Since Roy Twite became chief executive in 2019, IMI has recorded stronger organic growth, higher margins and improved returns on capital.
Adjusted earnings per share have grown at an average annual rate of about 11% since then, with operating margins climbing to 19.7% in 2024, only 40 basis points below a peer composite J.P. Morgan calls “Synthetic IMI.” By 2027, margins are forecast to exceed 21%.
Despite this operational improvement, the shares have de-rated relative to peers. IMI currently trades at a 27% discount to the peer group on an EV/EBIT basis, compared with a 10% discount between 2014 and 2019.
On a price-to-earnings basis, the discount has widened from 17% to 35% over the same periods.
J.P. Morgan said this mismatch between performance and valuation highlights “the value on offer for a significantly improved business”.
The bank raised its price target to 2,850p from 2,500p, implying 27% upside from the current share price.
A sum-of-the-parts analysis excluding the Transport division, which is under strategic review, suggests even greater upside of 34% with a fair value of 3,010p.
J.P. Morgan views a potential sale of the Transport business as the best outcome, saying it would crystalize value, support shareholder returns of about 4% of market capitalization and leave IMI with a higher-quality portfolio.
End market recoveries are also seen as a key driver of earnings balance across divisions.
Process Automation has been the main growth engine, but J.P. Morgan expects stronger contributions ahead from Climate Control, Industrial Automation and Life Sciences, where markets are showing signs of recovery.
The brokerage noted that concerns about oil exposure in Process Automation are overstated, with only about 12.5% of the division’s revenue linked to upstream and midstream oil and gas.
Finally, stronger cash generation is expected to give IMI significant financial flexibility.
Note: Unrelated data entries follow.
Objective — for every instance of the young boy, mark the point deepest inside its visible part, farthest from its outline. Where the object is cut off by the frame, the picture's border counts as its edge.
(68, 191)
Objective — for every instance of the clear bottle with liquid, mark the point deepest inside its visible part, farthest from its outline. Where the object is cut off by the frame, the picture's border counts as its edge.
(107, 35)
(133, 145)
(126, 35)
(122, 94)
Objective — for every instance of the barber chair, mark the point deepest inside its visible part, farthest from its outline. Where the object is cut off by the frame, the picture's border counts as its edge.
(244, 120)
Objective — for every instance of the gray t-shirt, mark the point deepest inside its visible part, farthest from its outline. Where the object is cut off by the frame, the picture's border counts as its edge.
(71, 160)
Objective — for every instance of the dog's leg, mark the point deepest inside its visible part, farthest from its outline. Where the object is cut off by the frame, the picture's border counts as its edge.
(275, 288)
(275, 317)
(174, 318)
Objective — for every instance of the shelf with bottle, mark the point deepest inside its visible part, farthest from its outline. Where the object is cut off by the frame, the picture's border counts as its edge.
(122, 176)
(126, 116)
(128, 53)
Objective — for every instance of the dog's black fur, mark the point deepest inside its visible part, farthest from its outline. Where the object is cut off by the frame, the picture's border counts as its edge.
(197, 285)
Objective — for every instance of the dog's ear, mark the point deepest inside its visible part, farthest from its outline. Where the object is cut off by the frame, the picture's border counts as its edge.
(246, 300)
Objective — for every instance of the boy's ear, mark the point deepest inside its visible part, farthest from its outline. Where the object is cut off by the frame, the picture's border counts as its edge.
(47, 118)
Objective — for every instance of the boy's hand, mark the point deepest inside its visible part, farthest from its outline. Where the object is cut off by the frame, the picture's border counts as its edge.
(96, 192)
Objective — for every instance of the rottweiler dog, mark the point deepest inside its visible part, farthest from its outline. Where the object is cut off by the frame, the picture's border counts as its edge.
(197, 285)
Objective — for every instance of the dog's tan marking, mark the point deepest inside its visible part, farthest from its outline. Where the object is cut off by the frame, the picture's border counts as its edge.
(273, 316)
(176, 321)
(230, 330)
Free cash flow is forecast to exceed £1 billion between 2025 and 2027.
If no acquisitions are pursued, the bank sees scope for share buybacks of around 11% of market capitalization, while acquisitions could amount to 17% of market capitalization.
Taken together, J.P. Morgan said IMI’s stronger fundamentals, relative undervaluation, potential portfolio changes and cash optionality justify its position as the firm’s top U.K. stock pick.